Tim Burton's Superman Would Have Been Alienated, In Therapy

Out this weekend is the thriller Nightcrawler, starring Jake Gyllenhaal, as a seedy antihero who documents dark happenings in the steets of Los Angeles. The critically-acclaimed film marks the directing debut for Dan Gilroy, who has also written Real Steel and The Bourne Legacy. But making the press rounds leading up to Nightcrawler, Gilroy has dished on a less successful project he worked on: Tim Burton's doomed Superman Lives project, that would have seen Nicolas Cage as Superman, Chris Rock as Jimmy Olsen, and Lex Luthor uncovering Kal-El's alien ship.
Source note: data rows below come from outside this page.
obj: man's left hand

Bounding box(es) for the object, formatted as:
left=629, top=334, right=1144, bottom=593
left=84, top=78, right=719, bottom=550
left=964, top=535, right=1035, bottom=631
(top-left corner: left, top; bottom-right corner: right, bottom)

Gilroy wrote the final version of the Superman Lives script -- following Kevin Smith's version and a draft by Wesley Strick -- and he talked to Indiewire about working on Burton's supremely-alienated take on Superman that would seen the Kryptonian in therapy:

"I was very much taken by Tim's approach, which was that Kal-El was not told by Jor-El, before he got put in the little spaceship, who he was or where he came from. So poor little Kal-El, when he winds up on earth, he has no freaking idea where he came from," said Gilroy. "His biggest fear is that he's an alien. Our Superman was in therapy at the beginning of the film. He's in a relationship with Lois Lane and he can't commit. Or he was maybe in couple's therapy. But he can't commit because he doesn't know who he is or what is going on with him. He's hoping that he has some physiological condition that gives him these powers but that he's still human."

Gilroy also revealed that Kal-El's spacecraft would be uncovered by Lex Luthor, forcing Kal to realize he is an alien. "It was all about the psychological trauma of it."

Warner Bros. killed Superman Lives before shooting began, and in earlier interview with Collider, Gillroy revealed just how close it came to being filmed.

"They built tens of millions of dollars of sets.  When they pulled plug, this was very far along.  The day they pulled the plug, I went out to the valley where the production facility was, and I walked through a building with several hundred people working in it with sketches and set designs.  It was very far along.  We were weeks before shooting," said Gilroy.

Tim Burton's doomed take on Superman is also the focus of a documentary Kickstarted by director Jon Schnepp (Venture Bros., Metalocalypse). The Death Of Superman Lives: What Happened? is set to be released early 2015, and features Tim Burton, Kevin Smith, Grant Morrison and artist Liam Sharp.